Menurut Yohanes, kesiapan infrastruktur menjadi salah satu pertimbangan utama sebelum penerapan dilakukan, terutama ketersediaan jaringan listrik dan akses komunikasi di lokasi retribusi.
Ia menyebut, sejak diberlakukan secara penuh pada 12 Mei lalu, pembayaran non tunai di TPR Baron Utama berjalan dengan baik. Lebih dari 90 persen wisatawan disebut telah mampu menggunakan layanan pembayaran digital tersebut.
Pemerintah Kabupaten Gunungkidul berharap perluasan sistem pembayaran non tunai dapat meningkatkan transparansi pengelolaan retribusi wisata sekaligus meminimalkan potensi kebocoran pendapatan daerah.

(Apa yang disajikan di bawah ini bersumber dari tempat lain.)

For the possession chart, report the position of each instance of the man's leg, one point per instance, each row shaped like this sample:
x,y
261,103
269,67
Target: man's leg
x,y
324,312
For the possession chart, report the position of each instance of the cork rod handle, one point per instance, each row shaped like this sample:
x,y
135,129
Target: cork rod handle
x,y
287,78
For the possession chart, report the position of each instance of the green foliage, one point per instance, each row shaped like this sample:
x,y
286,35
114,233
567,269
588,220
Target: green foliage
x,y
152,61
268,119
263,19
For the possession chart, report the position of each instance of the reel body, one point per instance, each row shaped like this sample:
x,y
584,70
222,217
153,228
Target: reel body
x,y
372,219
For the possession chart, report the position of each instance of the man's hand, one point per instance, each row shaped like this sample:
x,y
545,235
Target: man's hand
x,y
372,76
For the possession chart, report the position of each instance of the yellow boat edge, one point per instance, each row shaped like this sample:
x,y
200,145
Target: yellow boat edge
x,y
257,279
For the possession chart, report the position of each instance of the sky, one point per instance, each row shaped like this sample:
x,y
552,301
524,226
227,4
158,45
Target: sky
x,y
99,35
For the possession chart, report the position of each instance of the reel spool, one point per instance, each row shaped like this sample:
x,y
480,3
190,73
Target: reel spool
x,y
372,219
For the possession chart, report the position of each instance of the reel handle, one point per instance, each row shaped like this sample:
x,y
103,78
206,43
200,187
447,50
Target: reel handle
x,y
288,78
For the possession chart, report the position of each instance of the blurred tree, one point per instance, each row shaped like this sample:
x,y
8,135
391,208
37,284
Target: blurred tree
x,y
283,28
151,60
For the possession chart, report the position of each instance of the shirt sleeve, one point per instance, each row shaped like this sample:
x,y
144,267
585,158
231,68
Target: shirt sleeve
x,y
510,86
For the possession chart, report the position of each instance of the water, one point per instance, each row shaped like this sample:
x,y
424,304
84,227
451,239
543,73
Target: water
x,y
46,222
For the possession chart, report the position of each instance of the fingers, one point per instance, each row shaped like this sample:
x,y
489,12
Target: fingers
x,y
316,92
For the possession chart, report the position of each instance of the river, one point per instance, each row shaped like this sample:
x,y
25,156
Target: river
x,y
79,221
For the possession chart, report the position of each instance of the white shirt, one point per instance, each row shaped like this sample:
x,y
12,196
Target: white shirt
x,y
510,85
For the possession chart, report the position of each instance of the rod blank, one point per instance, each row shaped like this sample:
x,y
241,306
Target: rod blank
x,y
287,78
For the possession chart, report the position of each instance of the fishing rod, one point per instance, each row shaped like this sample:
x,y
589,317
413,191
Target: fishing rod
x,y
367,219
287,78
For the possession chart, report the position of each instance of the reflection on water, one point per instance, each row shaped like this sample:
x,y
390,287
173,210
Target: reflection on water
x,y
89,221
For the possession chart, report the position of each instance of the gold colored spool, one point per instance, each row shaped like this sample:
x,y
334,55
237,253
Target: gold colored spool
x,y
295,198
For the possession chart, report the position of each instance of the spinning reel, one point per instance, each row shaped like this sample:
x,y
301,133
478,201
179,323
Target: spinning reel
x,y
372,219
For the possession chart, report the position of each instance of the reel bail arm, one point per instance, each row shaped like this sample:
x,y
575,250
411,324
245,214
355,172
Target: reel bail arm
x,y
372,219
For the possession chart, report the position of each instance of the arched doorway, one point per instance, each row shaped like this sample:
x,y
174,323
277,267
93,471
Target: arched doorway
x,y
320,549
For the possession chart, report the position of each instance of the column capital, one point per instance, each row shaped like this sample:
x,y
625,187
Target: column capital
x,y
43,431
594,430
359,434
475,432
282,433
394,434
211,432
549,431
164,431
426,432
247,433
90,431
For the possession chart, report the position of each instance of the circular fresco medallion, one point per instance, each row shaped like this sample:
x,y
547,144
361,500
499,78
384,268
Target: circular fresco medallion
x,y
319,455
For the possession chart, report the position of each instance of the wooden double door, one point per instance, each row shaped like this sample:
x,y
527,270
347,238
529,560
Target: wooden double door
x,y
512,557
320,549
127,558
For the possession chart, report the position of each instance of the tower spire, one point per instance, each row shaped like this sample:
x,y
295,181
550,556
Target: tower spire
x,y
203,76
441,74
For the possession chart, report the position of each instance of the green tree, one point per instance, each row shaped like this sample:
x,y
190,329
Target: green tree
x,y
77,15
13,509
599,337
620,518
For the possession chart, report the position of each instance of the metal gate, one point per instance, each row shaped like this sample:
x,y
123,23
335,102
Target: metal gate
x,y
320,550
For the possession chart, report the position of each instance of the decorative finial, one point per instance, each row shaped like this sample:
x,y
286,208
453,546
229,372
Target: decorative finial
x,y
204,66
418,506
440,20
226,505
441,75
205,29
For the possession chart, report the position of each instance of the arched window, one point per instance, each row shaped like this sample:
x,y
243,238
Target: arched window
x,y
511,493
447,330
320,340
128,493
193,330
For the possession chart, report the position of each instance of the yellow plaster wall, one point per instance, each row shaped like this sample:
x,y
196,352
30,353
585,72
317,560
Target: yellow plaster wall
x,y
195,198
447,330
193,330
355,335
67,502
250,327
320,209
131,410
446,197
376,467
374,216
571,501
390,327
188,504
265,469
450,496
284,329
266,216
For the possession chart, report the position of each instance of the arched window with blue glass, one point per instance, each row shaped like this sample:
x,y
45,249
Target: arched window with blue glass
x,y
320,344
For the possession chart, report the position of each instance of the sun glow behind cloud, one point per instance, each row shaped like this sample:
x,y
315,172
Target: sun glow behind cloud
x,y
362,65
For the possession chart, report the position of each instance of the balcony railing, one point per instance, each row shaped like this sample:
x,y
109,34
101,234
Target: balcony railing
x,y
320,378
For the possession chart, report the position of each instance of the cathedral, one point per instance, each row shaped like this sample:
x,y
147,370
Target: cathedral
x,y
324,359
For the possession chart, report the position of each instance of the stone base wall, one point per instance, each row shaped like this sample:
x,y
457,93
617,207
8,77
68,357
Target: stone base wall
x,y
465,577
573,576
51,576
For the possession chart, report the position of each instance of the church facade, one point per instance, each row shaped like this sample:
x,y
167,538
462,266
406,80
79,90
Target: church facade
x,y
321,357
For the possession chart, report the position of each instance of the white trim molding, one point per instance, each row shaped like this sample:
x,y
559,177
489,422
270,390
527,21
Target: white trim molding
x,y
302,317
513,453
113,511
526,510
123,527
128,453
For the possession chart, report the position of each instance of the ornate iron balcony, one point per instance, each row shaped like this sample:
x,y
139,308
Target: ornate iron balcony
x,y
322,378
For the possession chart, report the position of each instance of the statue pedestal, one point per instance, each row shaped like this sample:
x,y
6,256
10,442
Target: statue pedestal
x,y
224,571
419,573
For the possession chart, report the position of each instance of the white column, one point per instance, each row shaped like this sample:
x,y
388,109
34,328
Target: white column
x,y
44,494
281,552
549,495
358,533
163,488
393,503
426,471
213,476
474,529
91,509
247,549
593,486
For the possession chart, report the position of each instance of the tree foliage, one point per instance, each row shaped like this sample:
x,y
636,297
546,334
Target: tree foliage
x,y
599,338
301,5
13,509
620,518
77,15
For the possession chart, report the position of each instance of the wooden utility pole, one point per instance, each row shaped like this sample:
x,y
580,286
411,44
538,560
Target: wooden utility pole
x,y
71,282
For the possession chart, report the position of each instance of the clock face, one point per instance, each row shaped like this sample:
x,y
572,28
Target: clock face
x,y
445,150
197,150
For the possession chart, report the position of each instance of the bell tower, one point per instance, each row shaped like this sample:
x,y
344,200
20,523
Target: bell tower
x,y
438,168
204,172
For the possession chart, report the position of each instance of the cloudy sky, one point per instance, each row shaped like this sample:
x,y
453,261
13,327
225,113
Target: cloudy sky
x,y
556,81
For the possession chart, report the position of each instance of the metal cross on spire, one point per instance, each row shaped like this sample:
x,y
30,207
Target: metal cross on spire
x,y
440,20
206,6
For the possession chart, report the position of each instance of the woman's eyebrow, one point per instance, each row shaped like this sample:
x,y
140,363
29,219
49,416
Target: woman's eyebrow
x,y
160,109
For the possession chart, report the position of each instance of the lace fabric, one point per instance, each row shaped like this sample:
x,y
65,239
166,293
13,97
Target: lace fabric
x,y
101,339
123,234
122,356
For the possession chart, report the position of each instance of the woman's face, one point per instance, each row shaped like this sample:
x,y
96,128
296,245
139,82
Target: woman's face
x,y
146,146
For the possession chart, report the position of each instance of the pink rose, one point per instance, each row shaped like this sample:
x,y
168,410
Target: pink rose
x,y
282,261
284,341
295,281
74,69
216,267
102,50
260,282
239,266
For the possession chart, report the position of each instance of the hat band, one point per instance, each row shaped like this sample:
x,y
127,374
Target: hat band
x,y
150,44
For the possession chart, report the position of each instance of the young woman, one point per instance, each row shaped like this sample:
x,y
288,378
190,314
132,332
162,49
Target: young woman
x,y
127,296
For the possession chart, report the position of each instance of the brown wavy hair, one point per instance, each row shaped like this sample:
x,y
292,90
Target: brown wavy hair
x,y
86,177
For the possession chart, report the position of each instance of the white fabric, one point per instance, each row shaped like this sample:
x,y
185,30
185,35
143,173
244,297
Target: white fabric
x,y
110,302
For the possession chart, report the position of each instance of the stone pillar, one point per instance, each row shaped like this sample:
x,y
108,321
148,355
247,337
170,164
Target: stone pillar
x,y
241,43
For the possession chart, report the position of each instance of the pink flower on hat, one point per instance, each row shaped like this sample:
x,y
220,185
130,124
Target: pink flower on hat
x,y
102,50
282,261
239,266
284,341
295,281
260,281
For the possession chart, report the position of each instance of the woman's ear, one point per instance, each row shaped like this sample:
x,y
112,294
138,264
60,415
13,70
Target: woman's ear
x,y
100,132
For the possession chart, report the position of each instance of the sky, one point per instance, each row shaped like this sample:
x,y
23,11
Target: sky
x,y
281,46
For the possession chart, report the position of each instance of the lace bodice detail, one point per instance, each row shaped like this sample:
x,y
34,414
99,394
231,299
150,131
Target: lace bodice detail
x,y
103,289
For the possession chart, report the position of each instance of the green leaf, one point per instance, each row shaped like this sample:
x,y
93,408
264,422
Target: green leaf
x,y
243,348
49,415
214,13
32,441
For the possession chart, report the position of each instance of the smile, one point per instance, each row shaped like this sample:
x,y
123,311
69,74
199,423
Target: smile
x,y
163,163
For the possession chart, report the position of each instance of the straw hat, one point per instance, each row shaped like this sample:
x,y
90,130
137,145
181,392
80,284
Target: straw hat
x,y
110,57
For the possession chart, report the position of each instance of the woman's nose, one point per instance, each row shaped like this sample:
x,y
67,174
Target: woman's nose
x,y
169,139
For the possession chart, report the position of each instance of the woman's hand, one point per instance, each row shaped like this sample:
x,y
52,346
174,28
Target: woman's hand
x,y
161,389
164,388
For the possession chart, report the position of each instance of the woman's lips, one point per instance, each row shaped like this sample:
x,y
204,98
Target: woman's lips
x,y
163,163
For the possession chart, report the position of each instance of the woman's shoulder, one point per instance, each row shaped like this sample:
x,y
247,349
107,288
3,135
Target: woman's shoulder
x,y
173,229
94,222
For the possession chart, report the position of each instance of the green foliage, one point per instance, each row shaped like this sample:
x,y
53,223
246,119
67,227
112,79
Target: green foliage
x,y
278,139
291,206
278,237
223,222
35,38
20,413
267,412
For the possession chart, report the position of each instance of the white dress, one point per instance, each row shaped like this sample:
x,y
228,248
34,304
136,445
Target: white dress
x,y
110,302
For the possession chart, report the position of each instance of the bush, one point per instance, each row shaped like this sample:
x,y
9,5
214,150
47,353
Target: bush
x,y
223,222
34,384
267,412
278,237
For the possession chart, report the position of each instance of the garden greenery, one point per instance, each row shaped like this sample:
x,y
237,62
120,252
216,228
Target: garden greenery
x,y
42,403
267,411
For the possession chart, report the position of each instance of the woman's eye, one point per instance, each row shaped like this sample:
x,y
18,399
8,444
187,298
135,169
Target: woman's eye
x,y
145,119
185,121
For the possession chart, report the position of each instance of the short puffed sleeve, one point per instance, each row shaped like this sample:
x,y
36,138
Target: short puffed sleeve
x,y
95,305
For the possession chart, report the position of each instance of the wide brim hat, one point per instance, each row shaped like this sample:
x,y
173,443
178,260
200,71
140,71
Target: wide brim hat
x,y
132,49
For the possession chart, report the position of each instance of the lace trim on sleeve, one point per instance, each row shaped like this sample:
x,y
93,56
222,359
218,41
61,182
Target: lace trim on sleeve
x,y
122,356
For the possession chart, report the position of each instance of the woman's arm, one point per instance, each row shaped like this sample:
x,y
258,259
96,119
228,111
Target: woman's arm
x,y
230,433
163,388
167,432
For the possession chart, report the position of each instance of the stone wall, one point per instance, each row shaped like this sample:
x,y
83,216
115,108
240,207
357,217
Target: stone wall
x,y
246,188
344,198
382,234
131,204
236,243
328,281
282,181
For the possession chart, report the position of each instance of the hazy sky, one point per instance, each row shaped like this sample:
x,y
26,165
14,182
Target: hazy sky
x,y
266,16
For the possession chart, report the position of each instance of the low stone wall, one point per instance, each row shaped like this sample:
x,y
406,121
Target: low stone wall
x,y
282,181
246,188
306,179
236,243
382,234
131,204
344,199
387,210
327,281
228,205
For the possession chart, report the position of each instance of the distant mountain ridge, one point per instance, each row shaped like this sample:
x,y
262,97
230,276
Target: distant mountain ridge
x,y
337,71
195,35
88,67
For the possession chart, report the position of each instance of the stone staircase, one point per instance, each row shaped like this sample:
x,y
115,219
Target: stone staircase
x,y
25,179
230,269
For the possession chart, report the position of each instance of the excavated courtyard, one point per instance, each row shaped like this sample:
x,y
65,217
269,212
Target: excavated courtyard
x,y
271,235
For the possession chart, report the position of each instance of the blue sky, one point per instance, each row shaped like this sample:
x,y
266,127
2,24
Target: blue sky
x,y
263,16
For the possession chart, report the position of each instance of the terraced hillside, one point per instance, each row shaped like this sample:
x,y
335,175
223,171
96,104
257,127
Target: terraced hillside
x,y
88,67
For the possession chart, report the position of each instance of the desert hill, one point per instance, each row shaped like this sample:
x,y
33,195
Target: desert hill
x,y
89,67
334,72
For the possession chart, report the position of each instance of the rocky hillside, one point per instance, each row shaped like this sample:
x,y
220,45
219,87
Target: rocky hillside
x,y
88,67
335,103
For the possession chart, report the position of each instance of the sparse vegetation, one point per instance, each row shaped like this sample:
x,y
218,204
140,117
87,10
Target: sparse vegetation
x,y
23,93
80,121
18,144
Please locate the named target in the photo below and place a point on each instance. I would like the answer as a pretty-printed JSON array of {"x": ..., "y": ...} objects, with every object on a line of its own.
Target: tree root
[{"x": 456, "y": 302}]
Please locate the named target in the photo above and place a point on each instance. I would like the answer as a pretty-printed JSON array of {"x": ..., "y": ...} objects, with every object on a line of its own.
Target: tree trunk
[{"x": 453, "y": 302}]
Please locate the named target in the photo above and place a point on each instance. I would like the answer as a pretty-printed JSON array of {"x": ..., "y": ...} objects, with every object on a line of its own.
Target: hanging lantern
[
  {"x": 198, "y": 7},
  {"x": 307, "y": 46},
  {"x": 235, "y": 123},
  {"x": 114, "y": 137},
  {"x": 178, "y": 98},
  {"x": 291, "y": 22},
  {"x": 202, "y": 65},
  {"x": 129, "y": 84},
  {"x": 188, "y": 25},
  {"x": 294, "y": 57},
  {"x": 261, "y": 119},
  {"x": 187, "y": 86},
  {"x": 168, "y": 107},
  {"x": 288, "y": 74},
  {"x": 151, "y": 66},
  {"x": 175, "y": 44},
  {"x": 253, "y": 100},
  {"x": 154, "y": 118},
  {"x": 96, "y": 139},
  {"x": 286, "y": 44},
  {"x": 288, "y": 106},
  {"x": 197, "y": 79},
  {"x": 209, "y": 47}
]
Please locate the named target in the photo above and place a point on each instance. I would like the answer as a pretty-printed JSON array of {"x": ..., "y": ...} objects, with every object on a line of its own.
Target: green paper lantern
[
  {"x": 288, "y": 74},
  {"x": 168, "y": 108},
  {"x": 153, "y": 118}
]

Selain itu, sosialisasi kepada wisatawan dan pengelola wisata akan terus dilakukan agar penerapan sistem digital di sejumlah titik baru dapat berjalan optimal.
Mulai 12 Mei 2026, seluruh wisatawan yang memasuki kawasan wisata melalui TPR Baron Utama diwajibkan melakukan pembayaran retribusi secara digital dan tidak lagi menggunakan transaksi tunai.